STATE OF NORTH CAROLINA

         v.                        Lee County
                                No. 05 CRS 50737
TIMOTHY ALLEN HONEA
    

    Appeal by defendant from judgment entered 22 May 2006 by Judge Franklin F. Lanier in Lee County Superior Court. Heard in the Court of Appeals 16 April 2007.

    Attorney General Roy Cooper, by Assistant Attorney General Michael R. Epperly, for the State.

    Haakon Thorsen for defendant-appellant.

    STEELMAN, Judge.

    When defendant failed to object to comments made by the trial judge, he has failed to preserve any alleged error for appellate review under N.C. R. App. P. 10(b)(1). State v. Harrington, 171 N.C. App. 17, 614 S.E.2d 337 (2005).
    This matter was initially tried in district court on 11 July 2005, where defendant was found guilty on all charges, given a ten day suspended sentence and placed on twelve months unsupervised probation. Defendant appealed to the superior court for a trial de novo.
    Before defendant's case was called for trial before Judge Franklin F. Lanier on 22 May 2006, Judge Lanier addresseddefendant, who appeared pro se, as follows:
        THE COURT: Now, do you understand you're charged with driving while impaired, and that in the district court you did not receive an active sentence. You received a suspended sentence and a fine and court costs.
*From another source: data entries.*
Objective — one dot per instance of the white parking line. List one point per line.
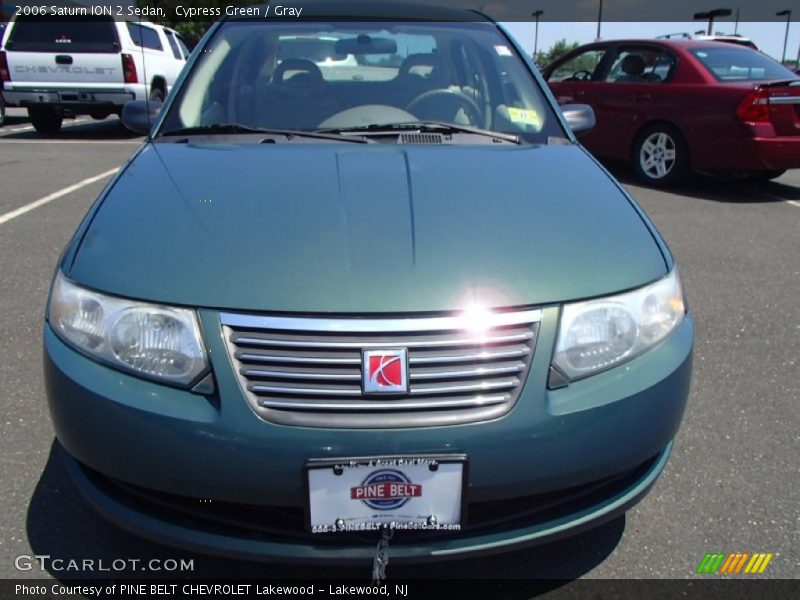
(773, 196)
(54, 196)
(50, 142)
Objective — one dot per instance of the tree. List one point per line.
(560, 48)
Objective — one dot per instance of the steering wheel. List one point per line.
(443, 105)
(582, 75)
(306, 77)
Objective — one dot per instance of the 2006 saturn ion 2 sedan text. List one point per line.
(362, 276)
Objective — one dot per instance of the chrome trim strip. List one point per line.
(784, 99)
(386, 406)
(473, 357)
(301, 375)
(257, 388)
(440, 343)
(464, 373)
(299, 360)
(467, 387)
(464, 321)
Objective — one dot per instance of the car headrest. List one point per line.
(633, 65)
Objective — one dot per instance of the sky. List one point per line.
(768, 36)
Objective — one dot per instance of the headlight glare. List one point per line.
(154, 341)
(598, 334)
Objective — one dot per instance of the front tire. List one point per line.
(660, 156)
(45, 120)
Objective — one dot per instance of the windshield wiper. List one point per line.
(423, 127)
(236, 128)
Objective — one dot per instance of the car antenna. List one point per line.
(381, 560)
(144, 73)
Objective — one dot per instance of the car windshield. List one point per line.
(362, 76)
(729, 63)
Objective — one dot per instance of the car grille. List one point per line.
(308, 371)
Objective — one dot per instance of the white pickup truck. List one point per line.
(62, 68)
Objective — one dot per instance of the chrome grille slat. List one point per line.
(303, 391)
(467, 373)
(464, 387)
(470, 357)
(308, 371)
(308, 375)
(298, 360)
(461, 341)
(387, 406)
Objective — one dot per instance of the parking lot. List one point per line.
(732, 484)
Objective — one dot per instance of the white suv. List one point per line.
(68, 67)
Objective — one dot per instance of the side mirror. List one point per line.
(580, 117)
(139, 115)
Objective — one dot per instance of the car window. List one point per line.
(312, 76)
(579, 68)
(30, 34)
(144, 36)
(173, 44)
(634, 65)
(732, 63)
(184, 48)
        MR. HONEA: Yes, your Honor.

        THE COURT: All right. Now, do you understand, sir, that if you are convicted of that offense in a jury trial, that you may not get that same judgment?
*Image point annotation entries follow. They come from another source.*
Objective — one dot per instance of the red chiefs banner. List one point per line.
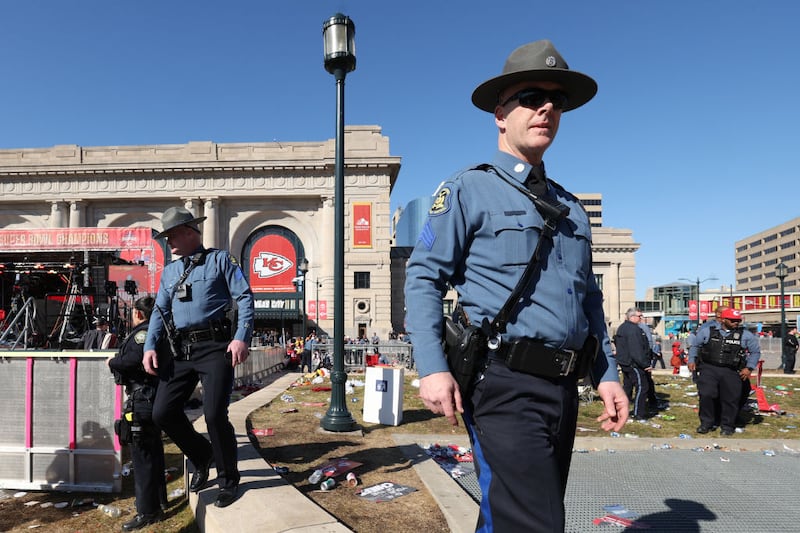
(24, 240)
(362, 225)
(273, 261)
(311, 309)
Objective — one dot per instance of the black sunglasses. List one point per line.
(535, 98)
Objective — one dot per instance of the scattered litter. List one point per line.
(384, 492)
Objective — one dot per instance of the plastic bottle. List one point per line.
(315, 477)
(110, 510)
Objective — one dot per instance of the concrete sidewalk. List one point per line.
(727, 482)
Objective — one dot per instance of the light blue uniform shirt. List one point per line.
(215, 281)
(479, 237)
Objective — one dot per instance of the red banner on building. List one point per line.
(362, 225)
(273, 264)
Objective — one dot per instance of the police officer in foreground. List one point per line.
(194, 298)
(147, 450)
(480, 235)
(724, 355)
        MR. HONEA: Yes, your Honor. I understand.

        THE COURT: You understand that there is a possibility that you could receive active time?

        MR. HONEA: Yes, sir.

        THE COURT: All right. I just wanted to make sure you understand that.

        MR. HONEA: I understand.
Defendant then informed the court that he wished to proceed pro se and entered pleas of not guilty. After hearing evidence presented by the State and defendant, the jury found defendant guilty of driving while impaired and responsible of speeding 55 in a 35. At sentencing the following colloquy occurred:
        THE COURT: Mr. Honea, do you remember before we started this case I told you what you were facing?

        MR. HONEA: I understood that, Your Honor. But I believed I wasn't guilty. I understand that.

        THE COURT: Well, we're past that now.

        MR. HONEA: I know.

        THE COURT: And, I mean, I told you what you were subject to be facing.
        MR. HONEA: I understand.

        THE COURT: That we don't play up here.

        MR. HONEA: I wasn't playing either.

        THE COURT: Well, I'm not either. . . .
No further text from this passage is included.